No robot is required. See the movie “Under the skin”, where an alien wearing a human woman’s skin is not anatomically a match everywhere for that role. https://www.rogerebert.com/reviews/under-the-skin-2014
d3zd3z says
To be “fair”, there is a genre of erotic gay (male) fiction frequently written by women. Sometimes, the descriptions of sex there can also be quite, um, interesting. At least they tend to read each other’s works, so the same handful of bizarre things tend to show up frequently.
Giliell says
wzrd1
Yeah, sorry for not including every single fucking anatomical variation that may occur as to not appear in dire need of some cis dude explaining my anatomy to me…
birgerjohansson says
zetopan @ 32
Another film enthusiast that watched “Under The Skin”!
-A possible explanation could also be that she is a construct made from the protagonist’s memories, like the “visitors” in Solaris (1972).
And if he did not recall that part of the anatomy it explains everything. Unanswered question; what role did the Solaris ocean play in this? Is the protagonist even on Earth?
birgerjohansson says
The late author Philip Jose Farmer wrote “The Lovers” where the woman was an extra-terrestrial sapient human- mimic organism.
Advice: Check if her DNA has the same chirality.
nomadiq says
Everyone knows you have to find the zipper tab before you can unzip the vagina and find the clitoris. It has nothing to do with virginity eyeroll
microraptor says
I’m reminded of Laurel K Hamilton’s novels where she wrote men as having organs that were the size and shape of fire hydrants. This was treated as being extremely sexy and something that the five-foot-nothing human female protagonist would not have any problems accommodating during intercourse.
Azkyroth, B*Cos[F(u)]==Y says
Huh, that’s a new one. The usual hymen-related idiocy has seemed to be a bizarre but unshakeable conviction that it’s internal and located about halfway between the vaginal introitus and the cervix.
bcw bcw says
@nomandiq
Of course girls/women in the 1970’s all had the detachable pull-tab/pop-top vagina covers but these were all changed over to the StaTab, zipper and velcro versions by the 1980’s.
Raging Bee says
An “alien infiltration robot” would be much a more effective asset if she had the full complement of naughty bits. I guess we should be relieved that the Pan-Galactic KGB is so incompetent…
The Vicar (via Freethoughtblogs) says
@#6, bcw bcw:
Since Ken is apparently gay but in the closet it probably doesn’t matter.

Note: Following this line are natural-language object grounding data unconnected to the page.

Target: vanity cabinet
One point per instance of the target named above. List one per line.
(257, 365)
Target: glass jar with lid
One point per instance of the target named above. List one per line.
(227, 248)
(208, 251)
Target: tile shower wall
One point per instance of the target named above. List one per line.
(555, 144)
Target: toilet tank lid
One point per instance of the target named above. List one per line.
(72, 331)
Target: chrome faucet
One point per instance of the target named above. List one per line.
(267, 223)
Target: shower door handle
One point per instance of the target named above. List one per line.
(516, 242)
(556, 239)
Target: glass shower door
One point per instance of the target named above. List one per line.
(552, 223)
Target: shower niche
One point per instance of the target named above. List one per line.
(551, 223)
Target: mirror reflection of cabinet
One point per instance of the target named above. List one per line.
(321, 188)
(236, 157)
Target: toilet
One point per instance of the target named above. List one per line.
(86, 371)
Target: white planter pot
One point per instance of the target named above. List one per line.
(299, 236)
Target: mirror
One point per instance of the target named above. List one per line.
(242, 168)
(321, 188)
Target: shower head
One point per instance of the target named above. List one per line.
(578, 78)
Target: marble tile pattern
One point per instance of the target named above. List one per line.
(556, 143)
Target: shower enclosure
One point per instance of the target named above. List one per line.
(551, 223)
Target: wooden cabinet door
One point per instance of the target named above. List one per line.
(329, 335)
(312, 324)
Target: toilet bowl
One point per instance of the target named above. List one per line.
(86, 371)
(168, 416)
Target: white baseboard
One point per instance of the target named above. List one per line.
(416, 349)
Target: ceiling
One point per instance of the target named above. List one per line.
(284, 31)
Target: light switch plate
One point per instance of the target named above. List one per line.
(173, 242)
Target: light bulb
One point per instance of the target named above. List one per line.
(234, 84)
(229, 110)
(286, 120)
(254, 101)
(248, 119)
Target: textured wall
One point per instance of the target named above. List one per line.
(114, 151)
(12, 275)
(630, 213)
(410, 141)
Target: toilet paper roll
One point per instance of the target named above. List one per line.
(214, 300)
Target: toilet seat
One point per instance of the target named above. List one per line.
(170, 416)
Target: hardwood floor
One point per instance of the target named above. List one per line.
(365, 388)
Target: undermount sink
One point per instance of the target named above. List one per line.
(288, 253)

(According to both Wikipedia and first-person reporting I have read, the best-selling Ken doll ever produced was the “Earring Magic Ken”, which — apparently without the designers telling the executives about it — was modeled after then-current gay male club fashion, including a ring on a chain around his neck which was apparently a trend, but the ring was… well, let’s say not intended for the wearer’s fingers. And then there was the early companion doll which was marketed with something along the lines of “Ken’s friend — goes wherever Ken goes, wears Ken’s clothes”.)
voidhawk says
When it’s safe to do so, I would recommend any man still confused on the details visits the Vagina Museum in London. A brilliant little exhibition dedicated to educating people about the actual science of female anatomy and answering the myths and faslities which have emerged.
Anton Mates says
birgerjohansson @29,
Actually, most placental mammals use the same arrangement as marsupials do–including the rabbits your teachers told you about! Only a minority of placental species, including primates and rodents, have separate external openings for the vagina and urethra.
Also, just like hyenas, female guinea pigs and spider monkeys pee out of their clitorises. Knowing is half the battle.